As our ace reporter Julianne Hing can attest, the DREAM Act has been bubbling fast this week with new advances, compromises and debunkings happening every passing hour. And as with all things immigrant, it’s been burning up our comment threads.
This morning, I was struck by the following exchange on Julianne’s reporting that Department of Homeland Security Secretary Janet Napolitano has called the DREAM Act “good for national security.” In the comments, CitizenDreamer’s response to the expected conservative pushback is worth studying: it reframes the personas with a stake in the debate, it cites facts, it gives pressure from the left and it closes with an outreach to the bill’s detractors on the right. Nice.

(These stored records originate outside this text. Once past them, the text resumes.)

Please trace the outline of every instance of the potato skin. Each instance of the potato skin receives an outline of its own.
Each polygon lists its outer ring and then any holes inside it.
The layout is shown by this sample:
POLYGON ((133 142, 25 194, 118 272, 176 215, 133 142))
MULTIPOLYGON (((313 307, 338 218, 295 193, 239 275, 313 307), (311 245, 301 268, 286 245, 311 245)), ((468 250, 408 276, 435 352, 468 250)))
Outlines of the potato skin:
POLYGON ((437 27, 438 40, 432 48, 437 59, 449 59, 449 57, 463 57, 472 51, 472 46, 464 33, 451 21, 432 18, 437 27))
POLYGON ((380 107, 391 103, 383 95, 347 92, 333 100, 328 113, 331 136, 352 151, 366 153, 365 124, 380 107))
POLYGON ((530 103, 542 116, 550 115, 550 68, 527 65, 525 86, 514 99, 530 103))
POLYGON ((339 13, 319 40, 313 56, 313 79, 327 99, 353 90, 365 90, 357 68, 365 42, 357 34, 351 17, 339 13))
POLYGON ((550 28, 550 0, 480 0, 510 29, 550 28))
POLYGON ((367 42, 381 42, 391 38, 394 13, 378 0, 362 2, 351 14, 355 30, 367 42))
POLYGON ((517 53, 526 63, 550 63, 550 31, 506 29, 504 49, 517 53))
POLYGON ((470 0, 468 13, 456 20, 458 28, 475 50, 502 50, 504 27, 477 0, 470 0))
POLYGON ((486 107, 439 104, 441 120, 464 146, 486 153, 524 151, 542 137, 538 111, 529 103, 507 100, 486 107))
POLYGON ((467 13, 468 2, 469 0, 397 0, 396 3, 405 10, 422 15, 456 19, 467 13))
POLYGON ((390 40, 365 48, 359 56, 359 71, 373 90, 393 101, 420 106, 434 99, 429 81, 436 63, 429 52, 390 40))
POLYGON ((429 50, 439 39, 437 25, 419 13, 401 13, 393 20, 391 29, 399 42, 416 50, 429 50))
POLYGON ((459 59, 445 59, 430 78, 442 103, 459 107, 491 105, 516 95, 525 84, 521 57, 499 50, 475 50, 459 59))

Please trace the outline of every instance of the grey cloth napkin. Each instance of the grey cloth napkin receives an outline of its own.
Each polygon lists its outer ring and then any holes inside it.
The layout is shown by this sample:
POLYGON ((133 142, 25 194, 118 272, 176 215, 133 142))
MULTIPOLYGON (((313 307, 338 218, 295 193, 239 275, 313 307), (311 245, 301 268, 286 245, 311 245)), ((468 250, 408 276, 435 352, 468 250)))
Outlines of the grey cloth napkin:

Here’s Ali A. with the pitch:
CitizenDreamer, you’re pretty obviously someone who would benefit from the Dream Act, yet I bet you don’t think you OR your parents have done anything wrong in breaking the laws of this countrry. That alone is reason enough to oppose this very bad bill.
The whole Dream Act is an AMNESTY. It lets people who are DEPORTABLE under current law evade the consequences of their actions. Not only to evade consequences but to be REWARDED for breaking the law with the very thing they broke the law to get. THAT is amnesty. And if you don’t understand that, then you’re too dumb to be one of the “college students” that purportedly would benefit from this bill. Of course, the real intent of this bill is to legalize not only “children” (up to age 30 or so, depending on which version you look at) but also eventually their parents who brought them here illegally.
And the swing from CitizenDreamer:
You are right. I would benefit from the DREAM Act. As a 15th generation American (on my mother’s side, my father’s people didn’t get here until 1807), I would benefit from the regularization of the status of the best pool of potential citizens this country will ever receive.
As a citizen, I would also benefit from their increased economic contributions. The CBO report released yesterday found that the net impact of the DREAM Act is a $1.4 billion benefit. As importantly, we could focus our scarce enforcement resources on those who should truly be excluded.
As long as we are discussing education, however, you may want to look up the word “amnesty”. I love the way your side tosses around words as if they were weapons without realizing they have meaning. NO aspect of the DREAM Act is an amnesty. The Act, instead, is a rigorous (I think artificially rigorous) and orderly path to regularize status for people who were brought here as children either without documents, or whose documents expired while they were children.
I am sorry for you if your concept of this country is so small that it cannot accommodate these young people.
Finally, I am going to assume you are not intentionally misrepresenting the bill, but are merely repeating someone else’s talking points. The original age 35 cut off was intended to offer a path to regularization to those who would have been eligible for the 2001 Hatch bill. The same provisions apply. They have to have been here before age 15, etc. This means that they are being offered a path to regularized status based on the status they arrived under. It is disingenuous, at best, to treat the age 30 cut-off as if it were a separate and distinct population.
BTW: your chain-migration mythology has been exploded since the first day that Sessions trotted out those fraudulent claims in his “White Paper”. If they will lie to you about that, what else are they lying about?